Metrics that are properly defined provide direction to guide data and security models toward their objectives. Metric improvements can be directly mapped to business value, driving targeted improvements to data and security models while the business value they bring ensures continued investment in the models. For example, a 1% increase in malware detection rate can prevent infection of thousands of cloud hosts, and a 0.01 second reduction in WAF detection time will increase the threshold of network throughput of customer hosts to more effectively protect against attacks and more.

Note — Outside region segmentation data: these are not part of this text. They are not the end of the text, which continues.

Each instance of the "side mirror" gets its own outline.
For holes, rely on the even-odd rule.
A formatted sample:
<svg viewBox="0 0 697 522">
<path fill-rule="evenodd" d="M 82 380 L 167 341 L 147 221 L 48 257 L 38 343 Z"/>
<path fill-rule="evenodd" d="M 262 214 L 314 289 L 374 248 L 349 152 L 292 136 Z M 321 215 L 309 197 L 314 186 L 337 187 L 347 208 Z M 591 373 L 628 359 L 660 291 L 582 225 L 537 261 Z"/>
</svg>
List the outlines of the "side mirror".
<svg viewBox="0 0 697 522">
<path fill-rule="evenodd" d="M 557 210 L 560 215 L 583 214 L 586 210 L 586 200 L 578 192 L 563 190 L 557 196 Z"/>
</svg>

Better detection, or better defense, that is the question. The cybersecurity industry must solve problems in dynamic and highly adversarial environments, and the uncertainty introduced by the attacker or the environment can also make setting evaluation metrics difficult. In the evaluation of intrusion detection models, for example, if the company is not effectively attacked, CISO can have a list of questions, is it because my detection model is doing a good job, or is it because the other side has not been able to break through the first few layers of defense, or simply does not bother to attack me, or even if it has been breached and I am unaware of it? These adversarial and dynamic environments frequently put data science teams in the darkness when developing models: on the one hand, they want to detect more attacks, while on the other, they want to ensure a better defense, but a better defense means fewer attacks, so how do they evaluate defense metrics? The same dilemma confronts various risk management teams, security and remediation teams, and so on. “Never in the field of human conflict was so much been owed by so many to so few” (Winston Churchill) *, how can we improve the design and evaluation metrics of detection and defense systems, like Royal Air Force and allied fighter crews who were at the time fighting the Battle of Britain?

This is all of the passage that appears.